12. As new copies of the viral DNA sections are built, the marker labels attach to the DNA strands and then release a fluorescent dye, which is measured by the machine’s computer and presented in real time on the screen.
13. The computer tracks the amount of fluorescence in the sample after each cycle.
14. When the amount goes over a certain level of fluorescence, this confirms that the virus is present.

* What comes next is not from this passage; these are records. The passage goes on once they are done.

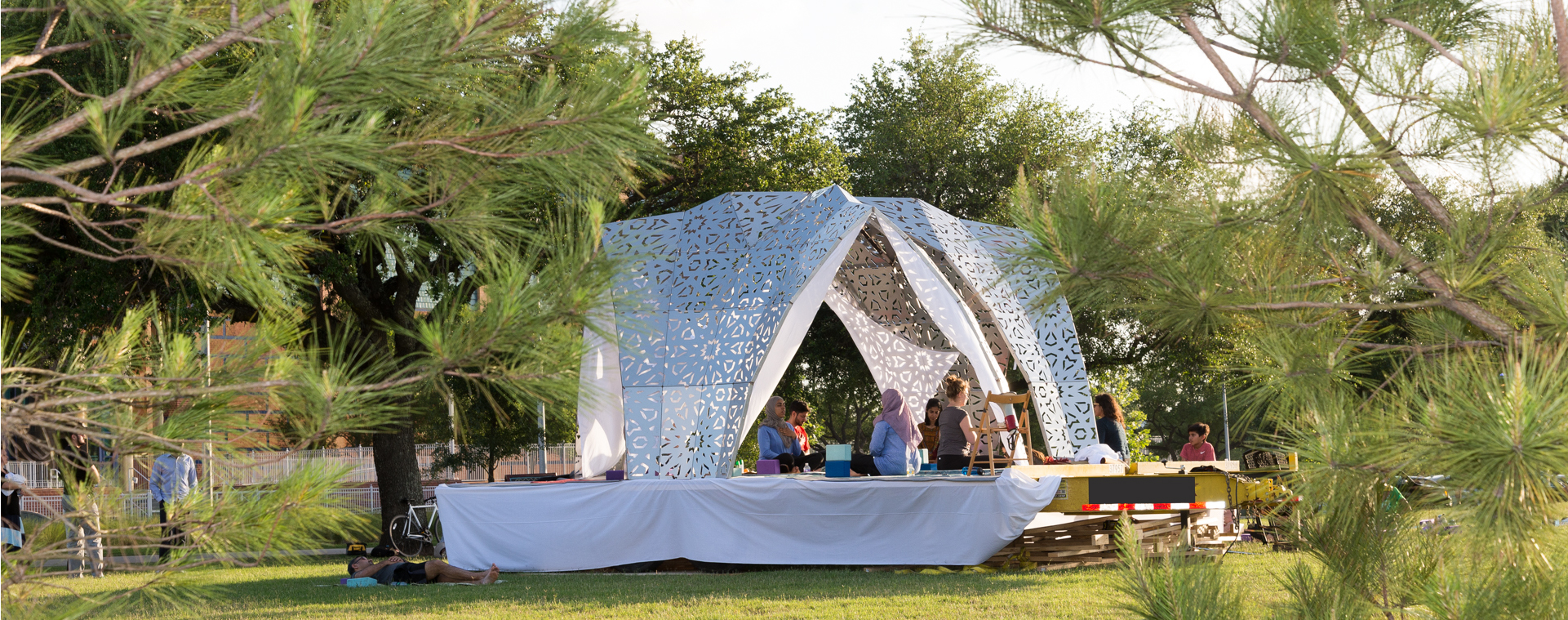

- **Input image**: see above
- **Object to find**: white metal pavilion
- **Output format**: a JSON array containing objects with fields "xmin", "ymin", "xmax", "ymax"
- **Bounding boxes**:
[{"xmin": 577, "ymin": 185, "xmax": 1099, "ymax": 477}]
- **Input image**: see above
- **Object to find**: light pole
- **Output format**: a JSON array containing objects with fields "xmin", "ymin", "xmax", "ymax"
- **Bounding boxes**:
[
  {"xmin": 540, "ymin": 400, "xmax": 550, "ymax": 474},
  {"xmin": 1220, "ymin": 383, "xmax": 1231, "ymax": 460}
]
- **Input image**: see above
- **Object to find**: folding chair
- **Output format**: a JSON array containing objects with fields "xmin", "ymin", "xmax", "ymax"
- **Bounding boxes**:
[{"xmin": 969, "ymin": 392, "xmax": 1033, "ymax": 472}]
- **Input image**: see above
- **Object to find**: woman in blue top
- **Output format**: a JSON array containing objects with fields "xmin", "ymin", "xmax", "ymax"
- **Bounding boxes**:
[
  {"xmin": 850, "ymin": 390, "xmax": 921, "ymax": 475},
  {"xmin": 757, "ymin": 395, "xmax": 804, "ymax": 472}
]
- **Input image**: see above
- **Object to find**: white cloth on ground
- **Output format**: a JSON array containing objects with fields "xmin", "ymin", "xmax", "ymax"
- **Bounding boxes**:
[{"xmin": 436, "ymin": 470, "xmax": 1062, "ymax": 571}]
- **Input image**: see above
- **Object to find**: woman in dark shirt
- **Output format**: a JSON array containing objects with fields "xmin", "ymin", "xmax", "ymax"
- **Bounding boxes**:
[
  {"xmin": 1095, "ymin": 394, "xmax": 1127, "ymax": 463},
  {"xmin": 936, "ymin": 375, "xmax": 975, "ymax": 470}
]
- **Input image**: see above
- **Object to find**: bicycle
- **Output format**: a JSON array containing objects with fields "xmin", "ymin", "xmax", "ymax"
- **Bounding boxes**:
[{"xmin": 387, "ymin": 497, "xmax": 446, "ymax": 557}]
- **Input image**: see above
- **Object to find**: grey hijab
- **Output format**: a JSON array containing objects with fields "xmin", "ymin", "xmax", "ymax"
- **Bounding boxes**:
[{"xmin": 762, "ymin": 395, "xmax": 800, "ymax": 452}]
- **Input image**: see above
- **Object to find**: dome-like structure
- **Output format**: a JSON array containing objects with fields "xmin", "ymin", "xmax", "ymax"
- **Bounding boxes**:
[{"xmin": 577, "ymin": 185, "xmax": 1099, "ymax": 477}]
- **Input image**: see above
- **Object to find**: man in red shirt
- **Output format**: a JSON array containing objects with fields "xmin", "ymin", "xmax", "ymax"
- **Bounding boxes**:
[
  {"xmin": 787, "ymin": 400, "xmax": 828, "ymax": 471},
  {"xmin": 1181, "ymin": 422, "xmax": 1215, "ymax": 462}
]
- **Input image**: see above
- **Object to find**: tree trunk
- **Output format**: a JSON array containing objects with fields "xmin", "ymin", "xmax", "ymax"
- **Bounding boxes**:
[{"xmin": 375, "ymin": 426, "xmax": 425, "ymax": 545}]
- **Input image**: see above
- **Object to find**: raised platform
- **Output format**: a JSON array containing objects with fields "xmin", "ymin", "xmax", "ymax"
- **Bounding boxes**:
[{"xmin": 436, "ymin": 471, "xmax": 1062, "ymax": 571}]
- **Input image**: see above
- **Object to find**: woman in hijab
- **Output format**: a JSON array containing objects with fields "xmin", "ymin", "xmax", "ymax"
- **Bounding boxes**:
[
  {"xmin": 757, "ymin": 395, "xmax": 803, "ymax": 472},
  {"xmin": 850, "ymin": 390, "xmax": 921, "ymax": 475}
]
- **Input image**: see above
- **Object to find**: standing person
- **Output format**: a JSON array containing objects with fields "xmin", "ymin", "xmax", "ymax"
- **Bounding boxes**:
[
  {"xmin": 936, "ymin": 375, "xmax": 975, "ymax": 470},
  {"xmin": 1181, "ymin": 422, "xmax": 1217, "ymax": 462},
  {"xmin": 916, "ymin": 399, "xmax": 943, "ymax": 463},
  {"xmin": 850, "ymin": 390, "xmax": 921, "ymax": 475},
  {"xmin": 757, "ymin": 395, "xmax": 804, "ymax": 472},
  {"xmin": 0, "ymin": 450, "xmax": 27, "ymax": 552},
  {"xmin": 149, "ymin": 452, "xmax": 196, "ymax": 562},
  {"xmin": 56, "ymin": 433, "xmax": 104, "ymax": 578},
  {"xmin": 788, "ymin": 400, "xmax": 828, "ymax": 471},
  {"xmin": 1095, "ymin": 394, "xmax": 1130, "ymax": 463}
]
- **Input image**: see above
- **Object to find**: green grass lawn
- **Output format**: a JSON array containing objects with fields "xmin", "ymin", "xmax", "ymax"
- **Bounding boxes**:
[{"xmin": 18, "ymin": 545, "xmax": 1303, "ymax": 620}]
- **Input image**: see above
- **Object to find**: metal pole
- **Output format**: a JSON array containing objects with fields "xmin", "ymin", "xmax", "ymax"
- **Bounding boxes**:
[
  {"xmin": 540, "ymin": 400, "xmax": 550, "ymax": 474},
  {"xmin": 1220, "ymin": 383, "xmax": 1231, "ymax": 460},
  {"xmin": 446, "ymin": 394, "xmax": 458, "ymax": 477},
  {"xmin": 202, "ymin": 314, "xmax": 215, "ymax": 501}
]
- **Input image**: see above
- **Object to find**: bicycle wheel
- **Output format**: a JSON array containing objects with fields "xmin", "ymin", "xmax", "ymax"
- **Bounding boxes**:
[{"xmin": 387, "ymin": 515, "xmax": 420, "ymax": 555}]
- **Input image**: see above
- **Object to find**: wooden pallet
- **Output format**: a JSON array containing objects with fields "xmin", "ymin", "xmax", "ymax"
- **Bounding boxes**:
[{"xmin": 984, "ymin": 515, "xmax": 1181, "ymax": 570}]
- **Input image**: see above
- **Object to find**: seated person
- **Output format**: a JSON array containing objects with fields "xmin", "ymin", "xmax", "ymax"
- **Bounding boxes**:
[
  {"xmin": 780, "ymin": 400, "xmax": 828, "ymax": 471},
  {"xmin": 348, "ymin": 555, "xmax": 500, "ymax": 586},
  {"xmin": 850, "ymin": 390, "xmax": 921, "ymax": 475},
  {"xmin": 1181, "ymin": 422, "xmax": 1215, "ymax": 462},
  {"xmin": 757, "ymin": 395, "xmax": 804, "ymax": 474}
]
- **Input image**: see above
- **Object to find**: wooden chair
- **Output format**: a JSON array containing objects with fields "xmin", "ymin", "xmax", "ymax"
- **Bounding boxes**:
[{"xmin": 969, "ymin": 392, "xmax": 1033, "ymax": 472}]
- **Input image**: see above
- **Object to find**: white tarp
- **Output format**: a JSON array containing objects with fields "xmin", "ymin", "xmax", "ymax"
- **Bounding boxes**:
[
  {"xmin": 824, "ymin": 289, "xmax": 958, "ymax": 404},
  {"xmin": 436, "ymin": 470, "xmax": 1062, "ymax": 571}
]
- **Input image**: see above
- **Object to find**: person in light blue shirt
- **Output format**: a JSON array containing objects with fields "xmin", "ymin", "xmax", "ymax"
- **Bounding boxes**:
[
  {"xmin": 757, "ymin": 395, "xmax": 803, "ymax": 472},
  {"xmin": 148, "ymin": 453, "xmax": 196, "ymax": 562},
  {"xmin": 850, "ymin": 390, "xmax": 921, "ymax": 475}
]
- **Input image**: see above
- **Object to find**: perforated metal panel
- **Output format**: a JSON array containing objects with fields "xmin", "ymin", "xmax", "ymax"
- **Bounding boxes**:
[{"xmin": 589, "ymin": 187, "xmax": 1095, "ymax": 477}]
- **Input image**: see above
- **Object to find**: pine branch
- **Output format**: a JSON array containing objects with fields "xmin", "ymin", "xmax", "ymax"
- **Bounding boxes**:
[{"xmin": 11, "ymin": 0, "xmax": 309, "ymax": 157}]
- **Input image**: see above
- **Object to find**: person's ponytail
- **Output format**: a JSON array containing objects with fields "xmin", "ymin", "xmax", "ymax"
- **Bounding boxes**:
[{"xmin": 943, "ymin": 375, "xmax": 969, "ymax": 407}]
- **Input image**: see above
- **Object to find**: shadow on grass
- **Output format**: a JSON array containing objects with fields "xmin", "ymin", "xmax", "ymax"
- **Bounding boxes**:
[{"xmin": 160, "ymin": 559, "xmax": 1085, "ymax": 620}]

15. Scientists also monitor how many cycles it takes to reach this level in order to estimate the severity of the infection: the fewer the cycles, the more severe the viral infection is.

1. RNA - Ribonucleic acid
2. Assay - Procedure to detect target entity
3. DNA - Deoxyribonucleic acid
4. Antibody - Ab is a large Y-shaped protein
5. Antigen - Ag are Structures bound by Ab
6. RT-PCR - Reverse transcription polymerase chain reaction

1. In case of an infection, the antigens present on the virus elicits an immune response in the body.
2. This response triggers a cascade mechanism for the development of antibodies against the antigens.
3. The produced antibodies are isolated from the human blood or plasma and are introduced into a mice.
4. The antibodies from a human system are detected as foreign entities by the mice immune system and they start producing antibodies against the antibodies from the human system.
5. These newly produced antibodies are called as anti-antibodies or monoclonal antibodies.
6. Anti- antibodies from the mice bind to a secondary antibody that are labelled with a marker for identification purposes.
7. This anti-antibody and tagged secondary antibody complex is coated on the test paper strip.
8. On addition of the sample for detection of infection(test sample), antibodies from the test sample will bind to the anti- antibodies and due to the marker on the secondary antibody, a response will be exhnibited. Thus, giving out results in visual form.